These increases, he said, are reflected in the first 2018/19 Supplementary Estimates, tabled in the House of Representatives on September 25 by Finance and the Public Service Minister, Dr. the Hon. Nigel Clarke, which show an additional $17.8-billion allocation for critical government operations.

A total of $7.3 billion is earmarked for the Major Infrastructure Development Programme (MIDP); $7.14 billion for street-lighting arrears; and $2.5 billion for the Jamaica Urban Transit Company (JUTC).

“These expenditures are to be covered by additional tax revenues of $8.5 billion and additional distributions and non-tax revenue from public bodies amounting to $10.1 billion,” Mr. Duncan indicated.

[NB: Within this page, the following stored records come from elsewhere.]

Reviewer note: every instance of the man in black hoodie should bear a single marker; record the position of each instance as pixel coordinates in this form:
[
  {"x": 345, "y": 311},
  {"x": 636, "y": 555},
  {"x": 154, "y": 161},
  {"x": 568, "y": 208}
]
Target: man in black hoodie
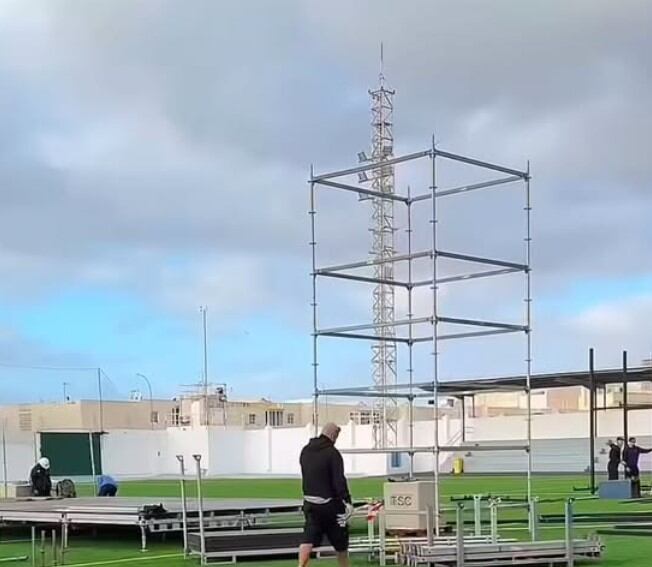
[
  {"x": 327, "y": 501},
  {"x": 615, "y": 458},
  {"x": 631, "y": 454}
]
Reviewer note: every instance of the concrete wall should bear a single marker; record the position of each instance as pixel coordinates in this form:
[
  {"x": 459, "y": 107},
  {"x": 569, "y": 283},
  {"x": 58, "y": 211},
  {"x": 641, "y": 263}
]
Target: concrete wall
[
  {"x": 18, "y": 456},
  {"x": 559, "y": 444}
]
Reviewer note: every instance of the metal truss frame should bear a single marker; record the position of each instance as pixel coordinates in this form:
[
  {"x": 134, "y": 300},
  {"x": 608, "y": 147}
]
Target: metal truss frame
[{"x": 347, "y": 272}]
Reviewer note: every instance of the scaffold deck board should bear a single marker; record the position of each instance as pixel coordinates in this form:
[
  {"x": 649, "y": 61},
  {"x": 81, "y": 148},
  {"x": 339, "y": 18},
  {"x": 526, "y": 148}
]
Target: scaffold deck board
[{"x": 158, "y": 514}]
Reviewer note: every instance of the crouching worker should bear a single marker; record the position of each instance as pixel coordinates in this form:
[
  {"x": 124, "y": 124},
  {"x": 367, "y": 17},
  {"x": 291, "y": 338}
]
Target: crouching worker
[
  {"x": 327, "y": 501},
  {"x": 39, "y": 478},
  {"x": 107, "y": 486}
]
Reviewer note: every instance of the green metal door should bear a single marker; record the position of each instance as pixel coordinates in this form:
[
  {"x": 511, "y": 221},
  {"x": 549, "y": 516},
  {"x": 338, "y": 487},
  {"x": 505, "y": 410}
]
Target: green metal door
[{"x": 70, "y": 453}]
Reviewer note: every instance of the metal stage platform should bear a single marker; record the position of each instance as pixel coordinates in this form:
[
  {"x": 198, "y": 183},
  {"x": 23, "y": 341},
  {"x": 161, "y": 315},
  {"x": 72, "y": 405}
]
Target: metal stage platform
[{"x": 150, "y": 515}]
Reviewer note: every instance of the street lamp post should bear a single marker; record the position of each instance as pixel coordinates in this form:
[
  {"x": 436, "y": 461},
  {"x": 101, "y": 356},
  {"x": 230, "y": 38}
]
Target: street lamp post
[{"x": 151, "y": 399}]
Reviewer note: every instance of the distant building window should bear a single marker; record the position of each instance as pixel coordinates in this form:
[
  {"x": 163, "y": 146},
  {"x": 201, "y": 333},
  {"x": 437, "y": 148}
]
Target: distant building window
[{"x": 274, "y": 418}]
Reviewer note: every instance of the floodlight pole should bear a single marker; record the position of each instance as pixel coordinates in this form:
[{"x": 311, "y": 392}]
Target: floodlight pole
[
  {"x": 151, "y": 398},
  {"x": 200, "y": 510},
  {"x": 204, "y": 310},
  {"x": 184, "y": 504},
  {"x": 625, "y": 399}
]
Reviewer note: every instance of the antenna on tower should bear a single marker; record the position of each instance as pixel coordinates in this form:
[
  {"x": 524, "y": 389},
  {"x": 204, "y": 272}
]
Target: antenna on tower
[{"x": 383, "y": 358}]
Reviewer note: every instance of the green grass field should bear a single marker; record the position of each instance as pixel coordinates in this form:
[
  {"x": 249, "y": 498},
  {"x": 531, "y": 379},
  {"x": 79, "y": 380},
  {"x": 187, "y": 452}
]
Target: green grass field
[{"x": 123, "y": 548}]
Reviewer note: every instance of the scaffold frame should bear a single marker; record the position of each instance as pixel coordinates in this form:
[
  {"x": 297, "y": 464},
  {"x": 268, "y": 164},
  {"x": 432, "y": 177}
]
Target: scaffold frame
[{"x": 412, "y": 390}]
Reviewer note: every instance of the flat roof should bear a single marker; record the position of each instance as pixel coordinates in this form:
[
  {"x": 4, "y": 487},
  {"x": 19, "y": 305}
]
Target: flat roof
[{"x": 548, "y": 381}]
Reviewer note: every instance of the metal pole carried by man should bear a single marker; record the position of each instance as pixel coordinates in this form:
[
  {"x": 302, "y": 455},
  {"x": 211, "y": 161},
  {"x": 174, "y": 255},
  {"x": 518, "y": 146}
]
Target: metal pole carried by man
[{"x": 327, "y": 502}]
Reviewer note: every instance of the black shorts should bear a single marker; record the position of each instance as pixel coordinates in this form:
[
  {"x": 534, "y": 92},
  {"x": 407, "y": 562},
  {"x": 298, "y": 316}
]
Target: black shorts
[
  {"x": 632, "y": 472},
  {"x": 321, "y": 520}
]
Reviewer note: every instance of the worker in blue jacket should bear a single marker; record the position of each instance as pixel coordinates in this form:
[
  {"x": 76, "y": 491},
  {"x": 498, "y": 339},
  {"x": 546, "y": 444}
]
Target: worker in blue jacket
[{"x": 107, "y": 485}]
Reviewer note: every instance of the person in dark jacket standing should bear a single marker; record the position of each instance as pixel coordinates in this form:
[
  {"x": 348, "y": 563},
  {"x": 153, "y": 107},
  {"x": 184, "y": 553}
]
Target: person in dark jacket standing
[
  {"x": 631, "y": 454},
  {"x": 39, "y": 478},
  {"x": 615, "y": 457},
  {"x": 327, "y": 501}
]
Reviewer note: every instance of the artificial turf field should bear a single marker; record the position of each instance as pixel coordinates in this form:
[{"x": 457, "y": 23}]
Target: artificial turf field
[{"x": 123, "y": 548}]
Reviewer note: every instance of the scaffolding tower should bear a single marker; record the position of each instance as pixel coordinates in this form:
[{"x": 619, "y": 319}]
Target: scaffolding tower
[{"x": 408, "y": 331}]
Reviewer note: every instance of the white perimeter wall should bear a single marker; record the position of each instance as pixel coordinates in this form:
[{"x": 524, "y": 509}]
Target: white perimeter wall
[{"x": 559, "y": 444}]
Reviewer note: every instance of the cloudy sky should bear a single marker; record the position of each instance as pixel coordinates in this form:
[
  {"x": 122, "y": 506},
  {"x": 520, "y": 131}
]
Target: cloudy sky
[{"x": 154, "y": 157}]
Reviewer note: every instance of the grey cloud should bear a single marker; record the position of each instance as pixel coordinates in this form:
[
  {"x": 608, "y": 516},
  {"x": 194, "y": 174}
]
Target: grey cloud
[{"x": 140, "y": 131}]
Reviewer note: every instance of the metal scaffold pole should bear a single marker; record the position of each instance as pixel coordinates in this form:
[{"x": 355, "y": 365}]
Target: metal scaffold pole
[
  {"x": 435, "y": 322},
  {"x": 313, "y": 247},
  {"x": 410, "y": 315},
  {"x": 528, "y": 332}
]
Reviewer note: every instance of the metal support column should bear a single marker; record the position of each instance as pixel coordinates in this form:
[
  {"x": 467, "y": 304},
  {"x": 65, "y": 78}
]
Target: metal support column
[
  {"x": 200, "y": 511},
  {"x": 435, "y": 321},
  {"x": 592, "y": 413},
  {"x": 625, "y": 399},
  {"x": 459, "y": 528},
  {"x": 528, "y": 325},
  {"x": 410, "y": 345},
  {"x": 463, "y": 416},
  {"x": 568, "y": 516},
  {"x": 313, "y": 247}
]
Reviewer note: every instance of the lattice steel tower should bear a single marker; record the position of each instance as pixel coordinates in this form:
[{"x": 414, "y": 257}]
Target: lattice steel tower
[{"x": 382, "y": 247}]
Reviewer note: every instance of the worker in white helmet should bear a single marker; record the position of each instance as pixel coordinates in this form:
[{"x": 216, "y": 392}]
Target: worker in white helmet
[{"x": 39, "y": 478}]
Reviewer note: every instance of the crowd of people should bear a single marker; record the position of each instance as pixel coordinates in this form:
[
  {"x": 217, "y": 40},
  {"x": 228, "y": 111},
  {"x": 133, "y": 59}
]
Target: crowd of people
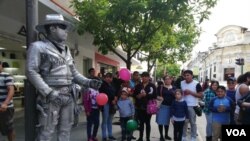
[
  {"x": 222, "y": 105},
  {"x": 130, "y": 98},
  {"x": 226, "y": 105},
  {"x": 51, "y": 69}
]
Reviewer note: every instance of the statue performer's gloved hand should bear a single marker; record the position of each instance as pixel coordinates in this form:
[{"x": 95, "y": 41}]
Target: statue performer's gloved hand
[
  {"x": 95, "y": 84},
  {"x": 54, "y": 98}
]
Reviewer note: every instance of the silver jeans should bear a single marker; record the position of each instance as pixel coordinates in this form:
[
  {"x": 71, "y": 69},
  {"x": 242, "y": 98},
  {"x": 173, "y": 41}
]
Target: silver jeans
[{"x": 56, "y": 116}]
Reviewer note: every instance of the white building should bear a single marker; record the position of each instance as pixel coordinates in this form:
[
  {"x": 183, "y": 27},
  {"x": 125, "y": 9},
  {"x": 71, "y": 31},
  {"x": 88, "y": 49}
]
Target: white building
[{"x": 218, "y": 63}]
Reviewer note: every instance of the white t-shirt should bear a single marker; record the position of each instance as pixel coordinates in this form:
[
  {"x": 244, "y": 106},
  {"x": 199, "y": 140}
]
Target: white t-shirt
[{"x": 190, "y": 99}]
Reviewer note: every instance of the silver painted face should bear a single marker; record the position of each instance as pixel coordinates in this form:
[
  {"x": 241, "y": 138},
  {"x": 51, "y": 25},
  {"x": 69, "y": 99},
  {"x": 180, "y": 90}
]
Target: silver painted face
[{"x": 60, "y": 33}]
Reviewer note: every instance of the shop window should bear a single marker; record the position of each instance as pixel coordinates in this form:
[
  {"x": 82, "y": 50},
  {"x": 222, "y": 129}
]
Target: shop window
[{"x": 228, "y": 72}]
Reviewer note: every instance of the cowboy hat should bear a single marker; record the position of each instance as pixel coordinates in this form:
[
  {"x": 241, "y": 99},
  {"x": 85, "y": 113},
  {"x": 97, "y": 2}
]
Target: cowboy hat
[{"x": 51, "y": 19}]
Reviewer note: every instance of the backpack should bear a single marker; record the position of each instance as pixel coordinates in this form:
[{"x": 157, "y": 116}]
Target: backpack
[{"x": 152, "y": 107}]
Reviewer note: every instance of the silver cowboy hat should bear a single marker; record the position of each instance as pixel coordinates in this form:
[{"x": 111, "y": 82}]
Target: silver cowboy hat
[{"x": 54, "y": 19}]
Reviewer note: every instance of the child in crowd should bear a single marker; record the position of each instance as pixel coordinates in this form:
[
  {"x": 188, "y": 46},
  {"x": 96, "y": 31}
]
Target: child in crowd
[
  {"x": 221, "y": 106},
  {"x": 92, "y": 113},
  {"x": 127, "y": 110},
  {"x": 178, "y": 113}
]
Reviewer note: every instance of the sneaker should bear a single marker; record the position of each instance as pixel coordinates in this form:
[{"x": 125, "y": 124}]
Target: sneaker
[
  {"x": 193, "y": 139},
  {"x": 162, "y": 139},
  {"x": 112, "y": 138},
  {"x": 140, "y": 139},
  {"x": 133, "y": 138},
  {"x": 167, "y": 137},
  {"x": 94, "y": 139}
]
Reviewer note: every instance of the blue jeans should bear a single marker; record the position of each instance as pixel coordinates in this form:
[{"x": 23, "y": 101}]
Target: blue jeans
[
  {"x": 106, "y": 122},
  {"x": 93, "y": 123},
  {"x": 192, "y": 120},
  {"x": 209, "y": 124}
]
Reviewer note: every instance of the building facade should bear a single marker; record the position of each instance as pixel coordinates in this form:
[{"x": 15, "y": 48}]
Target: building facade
[{"x": 218, "y": 63}]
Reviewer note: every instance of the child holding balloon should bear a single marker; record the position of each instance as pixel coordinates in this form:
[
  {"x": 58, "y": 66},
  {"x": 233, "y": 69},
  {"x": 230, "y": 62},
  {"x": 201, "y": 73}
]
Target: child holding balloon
[
  {"x": 92, "y": 112},
  {"x": 127, "y": 110},
  {"x": 179, "y": 114}
]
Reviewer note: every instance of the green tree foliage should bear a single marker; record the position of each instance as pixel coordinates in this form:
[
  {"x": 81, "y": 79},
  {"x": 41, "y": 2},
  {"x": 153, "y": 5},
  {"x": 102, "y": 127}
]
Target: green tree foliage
[{"x": 131, "y": 24}]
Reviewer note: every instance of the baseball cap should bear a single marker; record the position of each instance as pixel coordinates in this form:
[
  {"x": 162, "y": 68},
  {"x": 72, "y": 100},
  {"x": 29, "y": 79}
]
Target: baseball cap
[{"x": 231, "y": 79}]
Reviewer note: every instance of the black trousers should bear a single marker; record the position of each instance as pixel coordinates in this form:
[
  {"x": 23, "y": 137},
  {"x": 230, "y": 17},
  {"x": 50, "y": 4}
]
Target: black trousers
[
  {"x": 178, "y": 130},
  {"x": 144, "y": 118}
]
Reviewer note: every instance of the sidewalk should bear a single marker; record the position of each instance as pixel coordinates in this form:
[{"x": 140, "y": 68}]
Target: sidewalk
[{"x": 79, "y": 133}]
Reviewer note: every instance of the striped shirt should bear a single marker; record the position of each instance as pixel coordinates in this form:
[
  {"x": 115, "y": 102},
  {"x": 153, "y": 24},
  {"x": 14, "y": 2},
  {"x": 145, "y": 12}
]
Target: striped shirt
[
  {"x": 5, "y": 80},
  {"x": 208, "y": 96}
]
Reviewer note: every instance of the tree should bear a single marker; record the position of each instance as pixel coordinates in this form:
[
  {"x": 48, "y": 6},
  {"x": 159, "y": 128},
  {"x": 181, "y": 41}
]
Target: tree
[
  {"x": 170, "y": 69},
  {"x": 130, "y": 24}
]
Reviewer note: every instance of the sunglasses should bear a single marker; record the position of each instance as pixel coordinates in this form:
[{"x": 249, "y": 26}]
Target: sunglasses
[{"x": 62, "y": 26}]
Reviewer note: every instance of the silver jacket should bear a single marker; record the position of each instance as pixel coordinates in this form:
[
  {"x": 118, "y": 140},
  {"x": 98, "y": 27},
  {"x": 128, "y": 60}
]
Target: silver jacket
[{"x": 46, "y": 67}]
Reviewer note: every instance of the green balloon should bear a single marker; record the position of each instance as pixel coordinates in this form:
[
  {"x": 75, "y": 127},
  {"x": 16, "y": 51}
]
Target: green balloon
[{"x": 131, "y": 125}]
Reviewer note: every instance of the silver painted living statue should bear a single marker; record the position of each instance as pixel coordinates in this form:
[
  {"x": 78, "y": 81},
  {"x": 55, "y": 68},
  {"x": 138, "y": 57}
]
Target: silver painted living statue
[{"x": 50, "y": 68}]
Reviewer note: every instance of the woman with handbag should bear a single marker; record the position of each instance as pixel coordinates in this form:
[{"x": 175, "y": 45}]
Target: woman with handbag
[
  {"x": 165, "y": 93},
  {"x": 143, "y": 93}
]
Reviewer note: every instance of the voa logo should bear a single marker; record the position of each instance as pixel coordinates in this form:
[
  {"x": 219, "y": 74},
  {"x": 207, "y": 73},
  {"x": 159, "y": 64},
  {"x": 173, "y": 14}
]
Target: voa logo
[{"x": 236, "y": 132}]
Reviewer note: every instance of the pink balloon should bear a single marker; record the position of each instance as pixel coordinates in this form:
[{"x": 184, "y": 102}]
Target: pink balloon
[
  {"x": 124, "y": 74},
  {"x": 101, "y": 99}
]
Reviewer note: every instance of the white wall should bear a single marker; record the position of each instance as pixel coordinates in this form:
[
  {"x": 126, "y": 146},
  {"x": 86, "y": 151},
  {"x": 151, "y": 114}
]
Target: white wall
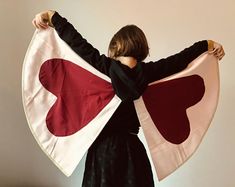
[{"x": 170, "y": 25}]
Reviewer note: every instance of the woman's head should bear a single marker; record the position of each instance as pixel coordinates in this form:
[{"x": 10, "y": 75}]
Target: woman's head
[{"x": 129, "y": 41}]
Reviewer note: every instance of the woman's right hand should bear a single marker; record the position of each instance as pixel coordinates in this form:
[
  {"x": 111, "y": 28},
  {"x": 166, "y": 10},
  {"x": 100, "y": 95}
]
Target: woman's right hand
[{"x": 42, "y": 20}]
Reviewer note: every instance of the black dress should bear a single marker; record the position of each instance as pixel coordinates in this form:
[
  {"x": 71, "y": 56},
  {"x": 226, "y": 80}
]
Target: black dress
[{"x": 118, "y": 158}]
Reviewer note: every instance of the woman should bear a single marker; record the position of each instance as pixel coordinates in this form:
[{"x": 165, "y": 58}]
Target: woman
[{"x": 118, "y": 158}]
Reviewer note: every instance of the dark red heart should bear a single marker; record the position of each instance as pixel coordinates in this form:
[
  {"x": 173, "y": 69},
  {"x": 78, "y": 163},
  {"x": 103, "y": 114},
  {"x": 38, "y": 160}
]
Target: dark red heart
[
  {"x": 80, "y": 94},
  {"x": 167, "y": 103}
]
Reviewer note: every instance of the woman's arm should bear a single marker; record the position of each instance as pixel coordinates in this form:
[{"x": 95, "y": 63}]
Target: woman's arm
[
  {"x": 176, "y": 63},
  {"x": 74, "y": 39}
]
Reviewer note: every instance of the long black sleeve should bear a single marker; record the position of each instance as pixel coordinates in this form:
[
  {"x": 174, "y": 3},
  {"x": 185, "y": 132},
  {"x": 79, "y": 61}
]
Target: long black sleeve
[
  {"x": 74, "y": 39},
  {"x": 175, "y": 63}
]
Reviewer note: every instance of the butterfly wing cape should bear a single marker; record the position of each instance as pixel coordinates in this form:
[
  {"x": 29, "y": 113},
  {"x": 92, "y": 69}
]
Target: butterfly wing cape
[{"x": 67, "y": 103}]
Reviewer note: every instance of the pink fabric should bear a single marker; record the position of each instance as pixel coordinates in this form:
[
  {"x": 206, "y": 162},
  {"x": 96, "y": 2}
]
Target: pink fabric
[
  {"x": 80, "y": 94},
  {"x": 67, "y": 111},
  {"x": 186, "y": 121},
  {"x": 167, "y": 103}
]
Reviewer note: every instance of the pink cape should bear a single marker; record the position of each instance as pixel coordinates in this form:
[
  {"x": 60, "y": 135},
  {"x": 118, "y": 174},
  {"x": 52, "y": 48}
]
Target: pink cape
[{"x": 67, "y": 103}]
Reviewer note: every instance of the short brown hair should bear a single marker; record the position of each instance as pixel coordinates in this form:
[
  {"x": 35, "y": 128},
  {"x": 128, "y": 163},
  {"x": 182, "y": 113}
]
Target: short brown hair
[{"x": 130, "y": 41}]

He was addressing journalists during EPOC’s quarterly media briefing at Jamaica Money Market Brokers Limited’s (JMMB) corporate offices in Kingston on Wednesday (October 17).

Tax Administration Jamaica (TAJ) data show that revenue inflows for April to August 2018 totalled $207.9 billion, some 3.6 per cent above the budgeted $200.6 billion.

The International Monetary Fund (IMF) Mission Team’s fourth Precautionary Standby Arrangement (PSBA) review, conducted in September, showed that inflows for the period up to the end of June 2018 totalled $127.8 billion as against a target of $110 billion.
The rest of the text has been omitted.